Climate change has caused a drop in the amount of oxygen dissolved in the oceans in some parts of the world, and those effects should become evident across large parts of the ocean between 2030 and 2040, according to a new study led by researchers at the National Center for Atmospheric Research (NCAR) in Boulder, Colorado.
The oceans receive their oxygen supply from the surface via the atmosphere or from phytoplankton, which release oxygen in the water by photosynthesis.
When the oceans are warmed they absorb less oxygen and marine life tend to move more slowly. The oxygen that is absorbed has a harder time reaching deeper into the ocean because when water heats up, it expands and becomes lighter than the water below it and is less likely to sink, according to the National Science Foundation report.
Curtis Deutsch, associate professor at the University of Washington’s School of Oceanography, studies how increasing global temperatures are altering the levels of dissolved oxygen in the world’s oceans.
Scientists have been warning that decreasing amounts of available oxygen will increase stress on a range of species, even as they also face the effects of rising temperatures and ocean acidification.
"Since oxygen concentrations in the ocean naturally vary depending on variations in winds and temperature at the surface, it's been challenging to attribute any deoxygenation to climate change. This new study tells us when we can expect the effect from climate change to overwhelm the natural variability," said lead author Matthew Long of NCAR.
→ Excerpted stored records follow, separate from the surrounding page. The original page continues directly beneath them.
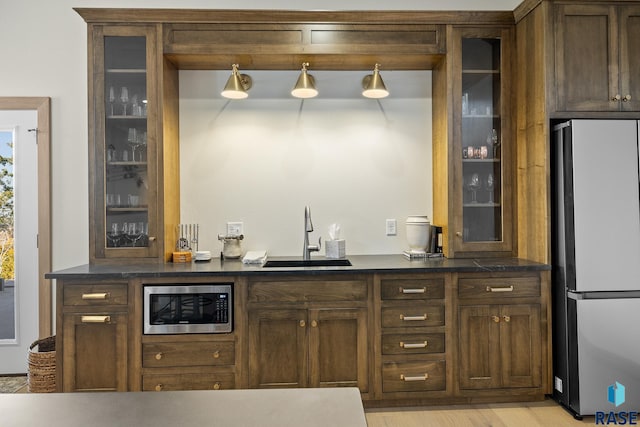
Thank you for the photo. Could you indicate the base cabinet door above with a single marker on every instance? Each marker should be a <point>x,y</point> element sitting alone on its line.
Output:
<point>500,346</point>
<point>338,348</point>
<point>278,348</point>
<point>95,352</point>
<point>308,348</point>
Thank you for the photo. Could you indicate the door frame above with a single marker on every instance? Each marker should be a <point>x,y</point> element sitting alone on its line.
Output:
<point>42,105</point>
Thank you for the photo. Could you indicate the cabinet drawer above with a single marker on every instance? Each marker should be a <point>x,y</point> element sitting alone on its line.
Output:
<point>308,290</point>
<point>413,315</point>
<point>95,294</point>
<point>188,354</point>
<point>413,376</point>
<point>201,381</point>
<point>412,343</point>
<point>499,287</point>
<point>411,289</point>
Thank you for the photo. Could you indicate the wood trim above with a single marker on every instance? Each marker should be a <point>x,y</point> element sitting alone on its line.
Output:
<point>42,105</point>
<point>134,15</point>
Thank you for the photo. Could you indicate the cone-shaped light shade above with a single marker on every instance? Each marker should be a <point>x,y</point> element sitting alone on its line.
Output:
<point>306,85</point>
<point>237,85</point>
<point>374,86</point>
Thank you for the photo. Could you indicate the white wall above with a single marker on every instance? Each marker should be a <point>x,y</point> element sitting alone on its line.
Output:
<point>43,53</point>
<point>355,161</point>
The researchers discovered that deoxygenation caused by climate change could already be detected in the southern Indian Ocean and parts of the eastern tropical Pacific and Atlantic basins.
However, the study shows that at least in some parts of the ocean—including areas off the east coasts of Africa, Australia, and Southeast Asia—deoxygenation from climate change may not be evident even by 2100.
The study is published in the American Geophysical Union journal Global Biogeochemical Cycles. The research was funded by the National Science Foundation (NSF).